In this exercise we will play with a classical Boston Property Dataset.  It describes the prices of 
properties in Boston in '70. The task is to understand how they depend on multiple factors. Please 
consider the following URL for more details https://www.cs.toronto.edu/~delve/data/boston/bostonDetail.html

    
Note the list of considered variables. Varianble number 14: MEDV - Median value of owner-occupied homes 
in $1000's is the descriptive variable we want to understand. 
In order to avoid extensve file processing, two files boston and boston_prices have been prepared for you. 
In the code below we read them and create the Ball Mapper plot.

This notebook was prepared by Davide Gurnari. 

In [None]:
import numpy as np
import pandas as pd
import networkx as nx

from matplotlib import pyplot as plt
%matplotlib inline

In [None]:
points_df = pd.read_csv('data/boston', sep='\t', 
                     header=None, names=['V'+str(i) for i in range(1,14)])
print(points_df.shape)
points_df.head()

In [None]:
values_df = pd.read_csv('data/boston_prices', header=None, names=['price'])
print(values_df.shape)
values_df.head()

## Create Ball Mapper

In [None]:
from src.pyBallMapper import BallMapper

In [None]:
bm = BallMapper(points = points_df.values, # the pointcloud, as a numpy array
                coloring_df = values_df, # a dataframe with the coloring functions (in this case the pointcloud itself)
                epsilon = 100) # the radius of the balls

In [None]:
from matplotlib.colors import ListedColormap
from matplotlib import cm

my_rainbow_palette = cm.get_cmap(name='viridis')

In [None]:
# we can color the graph by any column in coloring_df
bm.color_by_variable('price', my_rainbow_palette)

In [None]:
plt.figure(figsize= (8,6))

nx.draw_networkx(bm.Graph, 
                 pos=nx.spring_layout(bm.Graph, seed=42),
                 node_color = [bm.Graph.nodes[node]['color'] for node in bm.Graph.nodes],
                 node_size =  [bm.Graph.nodes[node]['size rescaled'] for node in bm.Graph.nodes],
                 alpha=0.8)

# plot a legend
sm = plt.cm.ScalarMappable(cmap = my_rainbow_palette,
                           norm = plt.Normalize(vmin=bm.min_color_value, 
                                                vmax=bm.max_color_value))
plt.colorbar(sm)
plt.title('BM graph colored by price')
plt.show()

## More coloring

Since our dataset is relativelly low dimensional, we may use each of 13 attributes to see how it is distributed along the plot.

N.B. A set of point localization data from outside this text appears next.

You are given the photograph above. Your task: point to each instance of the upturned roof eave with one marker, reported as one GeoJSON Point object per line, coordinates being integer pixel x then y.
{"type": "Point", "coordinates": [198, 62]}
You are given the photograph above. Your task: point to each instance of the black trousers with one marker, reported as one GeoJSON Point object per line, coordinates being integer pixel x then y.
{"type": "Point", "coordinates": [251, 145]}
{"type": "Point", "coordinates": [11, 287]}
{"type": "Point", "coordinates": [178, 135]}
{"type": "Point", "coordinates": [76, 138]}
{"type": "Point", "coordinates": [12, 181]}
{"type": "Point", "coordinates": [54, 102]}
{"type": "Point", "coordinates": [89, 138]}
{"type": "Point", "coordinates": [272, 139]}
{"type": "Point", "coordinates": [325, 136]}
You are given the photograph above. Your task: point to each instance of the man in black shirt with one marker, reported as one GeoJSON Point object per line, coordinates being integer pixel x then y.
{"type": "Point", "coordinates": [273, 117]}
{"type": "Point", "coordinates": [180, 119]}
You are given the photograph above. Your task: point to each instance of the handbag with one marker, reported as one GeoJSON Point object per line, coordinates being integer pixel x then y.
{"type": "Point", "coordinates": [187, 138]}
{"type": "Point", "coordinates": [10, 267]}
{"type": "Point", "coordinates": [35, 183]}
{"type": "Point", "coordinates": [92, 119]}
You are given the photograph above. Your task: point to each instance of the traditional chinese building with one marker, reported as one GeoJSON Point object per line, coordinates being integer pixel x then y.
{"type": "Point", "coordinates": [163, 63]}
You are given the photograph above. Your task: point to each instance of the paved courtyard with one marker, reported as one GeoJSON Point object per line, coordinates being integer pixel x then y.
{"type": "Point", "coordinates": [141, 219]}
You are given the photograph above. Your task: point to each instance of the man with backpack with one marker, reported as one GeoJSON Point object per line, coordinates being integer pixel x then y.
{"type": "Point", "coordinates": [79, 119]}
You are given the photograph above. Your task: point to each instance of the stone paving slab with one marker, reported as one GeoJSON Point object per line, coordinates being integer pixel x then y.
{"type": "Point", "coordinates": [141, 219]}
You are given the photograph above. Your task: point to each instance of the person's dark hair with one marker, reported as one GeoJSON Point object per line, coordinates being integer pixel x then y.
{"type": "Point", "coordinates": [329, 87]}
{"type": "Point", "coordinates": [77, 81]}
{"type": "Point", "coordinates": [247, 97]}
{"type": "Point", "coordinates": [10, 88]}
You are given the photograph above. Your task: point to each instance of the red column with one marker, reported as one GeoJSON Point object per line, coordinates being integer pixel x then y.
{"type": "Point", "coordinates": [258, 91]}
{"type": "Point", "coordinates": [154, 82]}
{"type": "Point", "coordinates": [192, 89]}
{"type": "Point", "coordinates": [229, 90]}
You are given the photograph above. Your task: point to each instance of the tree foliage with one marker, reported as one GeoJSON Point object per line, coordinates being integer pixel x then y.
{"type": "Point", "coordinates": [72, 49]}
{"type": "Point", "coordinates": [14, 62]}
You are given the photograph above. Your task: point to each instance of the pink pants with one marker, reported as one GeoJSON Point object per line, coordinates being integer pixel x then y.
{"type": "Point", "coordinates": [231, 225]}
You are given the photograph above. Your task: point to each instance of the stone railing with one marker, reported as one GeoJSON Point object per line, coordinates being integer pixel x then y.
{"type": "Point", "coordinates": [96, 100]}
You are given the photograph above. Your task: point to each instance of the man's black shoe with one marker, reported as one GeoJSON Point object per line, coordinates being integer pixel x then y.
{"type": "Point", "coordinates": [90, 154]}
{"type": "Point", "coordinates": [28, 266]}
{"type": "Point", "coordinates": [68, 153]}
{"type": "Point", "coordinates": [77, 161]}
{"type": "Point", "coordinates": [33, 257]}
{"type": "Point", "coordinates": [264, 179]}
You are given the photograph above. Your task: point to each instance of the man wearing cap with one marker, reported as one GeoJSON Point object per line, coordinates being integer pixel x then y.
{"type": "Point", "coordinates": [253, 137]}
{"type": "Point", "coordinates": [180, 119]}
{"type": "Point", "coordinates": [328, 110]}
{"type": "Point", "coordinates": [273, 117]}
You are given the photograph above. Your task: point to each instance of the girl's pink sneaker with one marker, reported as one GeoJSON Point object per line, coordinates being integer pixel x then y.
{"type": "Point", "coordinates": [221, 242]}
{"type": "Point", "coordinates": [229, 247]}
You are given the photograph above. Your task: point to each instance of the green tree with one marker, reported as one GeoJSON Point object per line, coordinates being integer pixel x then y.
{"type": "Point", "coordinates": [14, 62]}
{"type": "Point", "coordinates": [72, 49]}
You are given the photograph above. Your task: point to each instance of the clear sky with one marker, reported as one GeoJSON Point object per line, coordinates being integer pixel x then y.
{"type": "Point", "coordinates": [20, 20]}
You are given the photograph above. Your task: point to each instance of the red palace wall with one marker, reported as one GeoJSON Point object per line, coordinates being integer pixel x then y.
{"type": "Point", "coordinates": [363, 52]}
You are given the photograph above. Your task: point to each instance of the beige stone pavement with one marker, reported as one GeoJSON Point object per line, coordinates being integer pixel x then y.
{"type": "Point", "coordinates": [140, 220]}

Can you spot which variable seems to be most different among clusters?

In [None]:
bm = BallMapper(points = points_df.values, # the pointcloud, as a numpy array
                coloring_df = points_df, # a dataframe with the coloring functions (in this case the pointcloud itself)
                epsilon = 100) # the radius of the balls

In [None]:
for variable in points_df.columns:
    # we can color the graph by any column in coloring_df
    bm.color_by_variable(variable, my_rainbow_palette)
    
    plt.figure(figsize= (8,6))
    # plot the graph
    nx.draw_networkx(bm.Graph, 
                     pos=nx.spring_layout(bm.Graph, seed=42),
                     node_color = [bm.Graph.nodes[node]['color'] for node in bm.Graph.nodes],
                     node_size =  [bm.Graph.nodes[node]['size rescaled'] for node in bm.Graph.nodes],
                     alpha=0.8)

    # plot a legend
    sm = plt.cm.ScalarMappable(cmap = my_rainbow_palette,
                               norm = plt.Normalize(vmin=bm.min_color_value, 
                                                    vmax=bm.max_color_value))
    plt.colorbar(sm)
    plt.title('BM graph colored by {}'.format(variable))
    plt.show()

## Comparing averages

Let us try to validate the observation from the previous point. By comparing the averages of two distributions (given by variables in the predefined regions of the graph) and returning the largest one.

In [None]:
small = [10,11,12,13]
large = list(range(1,10))

In [None]:
points_in_small = np.unique(np.concatenate([bm.points_covered_by_landmarks[node] 
                                            for node in small]))

In [None]:
points_in_large = np.unique(np.concatenate([bm.points_covered_by_landmarks[node] 
                                            for node in large]))

In [None]:
points_df.iloc[points_in_small].mean()

In [None]:
points_df.iloc[points_in_large].mean()

In [None]:
# absolute difference of the average, divided by the average in the whole dataset
(abs(points_df.iloc[points_in_small].mean() - points_df.iloc[points_in_large].mean()) \
/ points_df.mean()).sort_values(ascending=False)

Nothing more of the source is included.